С ним начался припадок, такой же страшный, как в Градижске, на Конной площади, два с половиной месяца тому назад, Мать в беспомощном отчаянии ломала руки, мутнея от слез, обнимала, гладила худое, бьющееся тело, как бы стараясь заслонить, укрыть собою сына от беды. Но он неостановимо, исступленно извивался в мучительных конвульсиях, теряя последние остатки сил.
К утру зарево стало тише. И на рассвете же умер Сергунька. Мать билась над трупом как безумная.
Синий полевой рассвет перешел в широкий день. Там, где еще вчера были Турбаи, стоял мутный дым.
На привале выкопали наскоро могилу. Взяли изможденное тело Сергуньки и без всякого гроба опустили на черное глухое дно. Потом стали засыпать землей. Сырые комья тяжело придавили бледное вытянувшееся лицо, грудь, ноги, руки. Наконец скрылось все тело, – и скоро поднялся у чужой безвестной полосы ржи тихий невысокий бугор.
Мать почернела от горя и уже не могла плакать. Она тыкалась головой в свежую землю, припадала к ней грудью, обнимала руками. Партия тронулась в путь, а обезумевшую женщину никак нельзя было поставить на ноги и увести. Тогда солдаты схватили ее насильно и, как неживую, понесли к возам. Связали по рукам, по ногам и бросили на подводу.
Медленно двигалась партия. Жаркой бездонной высью встал над нею день. Жгло солнце. Пот едко и горько заливал глаза.
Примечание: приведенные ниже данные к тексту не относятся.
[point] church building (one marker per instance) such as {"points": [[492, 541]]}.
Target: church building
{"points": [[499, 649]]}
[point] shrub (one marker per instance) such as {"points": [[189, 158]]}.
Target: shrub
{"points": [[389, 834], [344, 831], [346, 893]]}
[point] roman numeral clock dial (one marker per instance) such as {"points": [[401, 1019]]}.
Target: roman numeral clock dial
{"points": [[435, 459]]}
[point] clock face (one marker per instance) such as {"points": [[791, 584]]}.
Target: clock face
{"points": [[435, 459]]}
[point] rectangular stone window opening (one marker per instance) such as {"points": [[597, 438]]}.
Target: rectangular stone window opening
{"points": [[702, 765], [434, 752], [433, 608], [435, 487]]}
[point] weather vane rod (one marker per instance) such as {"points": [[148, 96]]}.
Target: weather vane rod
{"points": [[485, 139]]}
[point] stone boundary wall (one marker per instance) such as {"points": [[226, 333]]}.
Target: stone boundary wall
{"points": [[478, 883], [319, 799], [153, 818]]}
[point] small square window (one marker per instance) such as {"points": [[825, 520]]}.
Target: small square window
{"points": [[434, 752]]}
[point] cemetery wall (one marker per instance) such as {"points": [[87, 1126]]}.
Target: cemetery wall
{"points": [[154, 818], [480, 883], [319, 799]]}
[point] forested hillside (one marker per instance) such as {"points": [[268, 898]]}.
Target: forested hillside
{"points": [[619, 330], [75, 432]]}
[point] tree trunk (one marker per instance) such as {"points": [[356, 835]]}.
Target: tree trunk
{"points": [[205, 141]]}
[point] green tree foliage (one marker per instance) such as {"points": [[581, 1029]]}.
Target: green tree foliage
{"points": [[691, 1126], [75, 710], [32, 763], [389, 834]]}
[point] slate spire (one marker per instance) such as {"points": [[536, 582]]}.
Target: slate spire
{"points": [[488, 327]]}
Впереди, в мареве, скрывался какой-то незнаемый, безводный, безрадостный край.
А там, позади, между Хоролом и Пслом, над пепелищем, стлался мутный, немой дым.
К утру следующего дня из Кринок и Зубанихи и из других сел и окрестных деревень согнали на пожарище тысячи людей. Велели раскидать остовы обгоревших печей и стен, вырубить и выкорчевать обуглившиеся пеньки садов. Целый день народ стаскивал камни, глину, разбитые кирпичи и черные потухшие головни под берег Хорола. А когда на месте Турбаев ничего не осталось, выехали по наряду тридцать сох и вспахали опустошенную землю. За сохами ходили головастые, тупоклювые вороны. Дул ветер. Под копытами лошадей и за отвалами борозд поднималась короткая пыль – серая сыпучая зола.
В сумерки, когда разошлись люди и разъехались сохи, черное свежевспаханное поле казалось необыкновенно тихим и страшным, как огромная могила.